Local homeless support charity , the 999 Club, has been forced by the pandemic to be offering hot takeaways to homeless people this Christmas, rather than a sit down meal within their centres.
Ezra Odigie, a project worker at the Deptford-based 999 Club, spoke to Eastlondonlines about the support the work they plan to do over Christmas. Odigie told ELL that the club were initially worried that they would not be able to provide takeaways due to the number of Coronavirus cases.
As a project worker, Odigie works in homelessness prevention, which includes rehousing rough sleepers or people in secure housing, assisting with benefits, as well as referrals to other agencies.
Odigie told ELL how the charity’s ability to accommodate the homeless in their night shelter, had been affected by the pandemic: “At the end of March we had a night shelter that supported 25 clients overnight and they were being worked on in move on programmes to move into self-contained permanent properties or into supported housing.”
“The night shelter had to close because the spaces they were sleeping in were far too close together… Our clients were then moved into hotels.”
The 999 Club then shifted their focus to remote work after their day centre had closed shortly after their night shelter. With fewer clients, they were at least able to engage with them individually.
The 999 Club’s day centre has since reopened with a limit of 6 people being allowed in at any time. Rather than serving hot food as they would normally do, they do “small assistance work appointments and food bags.”
One issue that is of concern is the compound effects that winter and Coronavirus will have on homeless people. Due to the cold weather the Severe Weather Emergency Protocol has been issued, meaning that rough sleepers will be prioritised to be put into temporary accommodation.
With the lessening of case numbers, the club has been able to continue with more support work by providing hot food and allowing more people into their premises However, he also expressed concerns that the lessening of restrictions over the Christmas period would lead to a spike in January. “It’s all about hoping for the best but planning for the worst” he added.
While the new Tier 3 rules for London allow the provision of food banks or other support for the homeless or vulnerable people, the 999 Club’s ability to interact with and accommodate people will continue to be impacted by restrictions.

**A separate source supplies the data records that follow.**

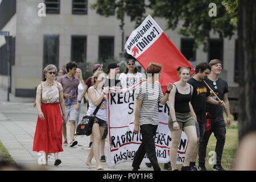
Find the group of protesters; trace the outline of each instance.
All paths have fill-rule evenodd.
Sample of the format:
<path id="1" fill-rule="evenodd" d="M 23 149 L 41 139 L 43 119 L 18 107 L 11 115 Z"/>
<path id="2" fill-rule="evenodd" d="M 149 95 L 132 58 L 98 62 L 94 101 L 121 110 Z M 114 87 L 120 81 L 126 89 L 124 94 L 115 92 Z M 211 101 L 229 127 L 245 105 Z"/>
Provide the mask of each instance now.
<path id="1" fill-rule="evenodd" d="M 90 152 L 85 164 L 90 168 L 103 170 L 101 162 L 106 161 L 104 153 L 108 135 L 106 96 L 110 89 L 126 89 L 146 79 L 147 81 L 140 84 L 137 92 L 134 132 L 138 134 L 141 130 L 142 141 L 135 154 L 133 170 L 139 169 L 146 153 L 150 161 L 150 163 L 146 164 L 147 166 L 152 166 L 154 170 L 160 170 L 154 139 L 159 124 L 159 102 L 164 105 L 168 102 L 170 105 L 168 126 L 172 144 L 170 166 L 167 167 L 167 169 L 177 170 L 176 165 L 177 147 L 181 132 L 184 131 L 188 143 L 181 171 L 207 170 L 205 166 L 206 148 L 212 133 L 217 139 L 217 162 L 213 169 L 225 170 L 221 166 L 226 133 L 223 107 L 227 115 L 227 126 L 230 126 L 231 122 L 228 84 L 219 77 L 222 69 L 221 61 L 213 60 L 209 64 L 199 63 L 192 78 L 190 67 L 177 68 L 180 80 L 169 83 L 164 94 L 159 82 L 162 65 L 150 63 L 146 70 L 146 76 L 138 72 L 135 63 L 135 60 L 129 59 L 124 72 L 119 77 L 118 64 L 110 63 L 106 74 L 102 71 L 102 65 L 96 64 L 92 68 L 93 75 L 85 81 L 76 62 L 69 62 L 65 68 L 60 69 L 56 80 L 57 68 L 52 64 L 44 68 L 43 81 L 36 90 L 35 105 L 38 117 L 33 146 L 33 151 L 45 154 L 43 164 L 47 165 L 48 154 L 54 153 L 54 166 L 59 166 L 61 160 L 59 159 L 58 153 L 63 151 L 63 146 L 73 147 L 78 144 L 75 139 L 76 129 L 79 123 L 79 115 L 82 103 L 85 102 L 85 96 L 88 98 L 88 115 L 99 108 L 94 119 Z M 210 128 L 205 125 L 207 120 L 210 121 Z M 67 137 L 68 121 L 71 126 L 69 142 Z M 196 168 L 197 154 L 199 166 Z M 93 156 L 96 167 L 92 163 Z M 165 164 L 165 168 L 166 164 L 168 163 Z"/>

Odigie went on to praise the support that the club has received: “Recently we’ve had wonderful support from both funders and local people in terms of food and monetary donations.” He then noted that while it is still easy to find people to donate things such as canned food, in terms of larger donations charities will have to be competitive in the coming year.
However, the 999 Club faced difficulties when it came to the donation of clothes. Because of the Coronavirus, they were only able to accept packaged new clothing which Odigie described as “really unfortunate” explaining that “we’ve had so many offers of second hand clothing, we used to give it out all the time, it was great.”
Odigie said he was trying to be optimistic on how the vaccine will help the homeless and whether homeless people would be included alongside the elderly and vulnerable as priority for the injections.
The list of people prioritised for vaccination appears to defined by age groups, frontline workers, and clinically extremely vulnerable individuals. However, the Joint Committee on Vaccination and Immunisation does recommend flexibility in vaccine deployment to address “mitigating health inequalities, such as might occur in relation to access to healthcare” as well as “exceptional individualised circumstances.”